Wandering Massospondylus – Prosauropod on the Move
Gastroliths of Massospondylus – Long Distance Travellers
The long-necked, long-tailed herbivore from the Early Jurassic known as Massospondylus lived in two different parts of the world. There was M. carinatus, named in 1854 by Sir Richard Owen, the English anatomist and scientist who first coined the term Dinosauria and the much more recently described Massospondylus kaalae whose fossils have been found in Southern Africa. A number of other species have been proposed over the years, but these are now mostly regarded as nomen dubium.
It is likely that this dinosaur was mainly herbivorous, although it could also have eaten smaller reptiles and insects. The hind legs were much longer than the front ones and it has been suggested that this dinosaur was a facultative quadruped, that is, it normally adopted a bipedal stance but perhaps when feeding it adopted a four-legged stance. A number of stomach stones (gastroliths) have been found in association with Massospondylus fossil remains. Such stones would have been held in a gizzard and used to help crush vegetation that these five metre long dinosaurs had swallowed. The action of the stones in the muscular gizzard would have helped grind the tough vegetation into a digestible pulp.
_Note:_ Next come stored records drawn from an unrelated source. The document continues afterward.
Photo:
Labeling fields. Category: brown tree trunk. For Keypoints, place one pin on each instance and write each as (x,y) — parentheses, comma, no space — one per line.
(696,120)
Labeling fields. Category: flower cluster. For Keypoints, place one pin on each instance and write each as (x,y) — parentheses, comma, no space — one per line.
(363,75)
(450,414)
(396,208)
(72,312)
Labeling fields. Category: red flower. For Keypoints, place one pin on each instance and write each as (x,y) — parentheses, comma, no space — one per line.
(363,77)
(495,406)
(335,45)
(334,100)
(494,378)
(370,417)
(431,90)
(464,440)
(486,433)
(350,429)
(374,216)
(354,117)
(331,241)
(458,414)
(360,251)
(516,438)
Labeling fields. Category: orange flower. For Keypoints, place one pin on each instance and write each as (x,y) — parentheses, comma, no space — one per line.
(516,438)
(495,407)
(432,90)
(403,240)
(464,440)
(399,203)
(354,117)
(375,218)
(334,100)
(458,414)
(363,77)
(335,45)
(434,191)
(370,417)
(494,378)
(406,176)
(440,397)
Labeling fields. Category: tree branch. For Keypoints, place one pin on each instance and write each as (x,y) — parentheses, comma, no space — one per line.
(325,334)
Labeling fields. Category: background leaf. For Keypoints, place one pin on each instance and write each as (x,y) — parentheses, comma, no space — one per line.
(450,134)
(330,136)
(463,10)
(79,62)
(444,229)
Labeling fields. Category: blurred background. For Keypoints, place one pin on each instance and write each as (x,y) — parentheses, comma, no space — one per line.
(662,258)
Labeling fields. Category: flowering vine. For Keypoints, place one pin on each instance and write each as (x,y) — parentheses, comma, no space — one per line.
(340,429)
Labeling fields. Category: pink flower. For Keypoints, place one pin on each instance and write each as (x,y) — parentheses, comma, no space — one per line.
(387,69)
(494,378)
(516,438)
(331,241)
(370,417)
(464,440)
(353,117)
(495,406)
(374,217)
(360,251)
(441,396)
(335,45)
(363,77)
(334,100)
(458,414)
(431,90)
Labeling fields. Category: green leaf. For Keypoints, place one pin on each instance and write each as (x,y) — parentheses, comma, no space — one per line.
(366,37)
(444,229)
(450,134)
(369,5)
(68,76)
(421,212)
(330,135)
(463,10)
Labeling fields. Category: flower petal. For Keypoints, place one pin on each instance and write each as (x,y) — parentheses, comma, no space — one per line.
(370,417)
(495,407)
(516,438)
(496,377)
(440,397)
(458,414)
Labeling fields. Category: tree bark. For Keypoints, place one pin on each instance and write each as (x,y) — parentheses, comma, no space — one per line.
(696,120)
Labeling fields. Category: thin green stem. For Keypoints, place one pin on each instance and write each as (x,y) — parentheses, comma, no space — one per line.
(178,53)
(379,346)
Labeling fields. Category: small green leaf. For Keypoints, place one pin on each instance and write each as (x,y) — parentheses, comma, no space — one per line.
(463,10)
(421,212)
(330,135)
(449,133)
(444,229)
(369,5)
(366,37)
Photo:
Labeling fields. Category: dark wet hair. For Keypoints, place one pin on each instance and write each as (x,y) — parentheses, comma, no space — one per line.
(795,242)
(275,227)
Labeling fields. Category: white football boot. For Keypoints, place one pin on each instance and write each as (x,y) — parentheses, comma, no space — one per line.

Many types of modern birds do exactly the same today.
Picture credit: Everything Dinosaur
Fossils of a Massospondylus discovered in Zimbabwe (southern Africa) had gastroliths preserved in the dinosaur’s belly area that had came from a distance of over twenty kilometres away (twelve miles). It seems that these Early Jurassic dinosaurs were fussy over the types of stone that they swallowed to help them digest their food.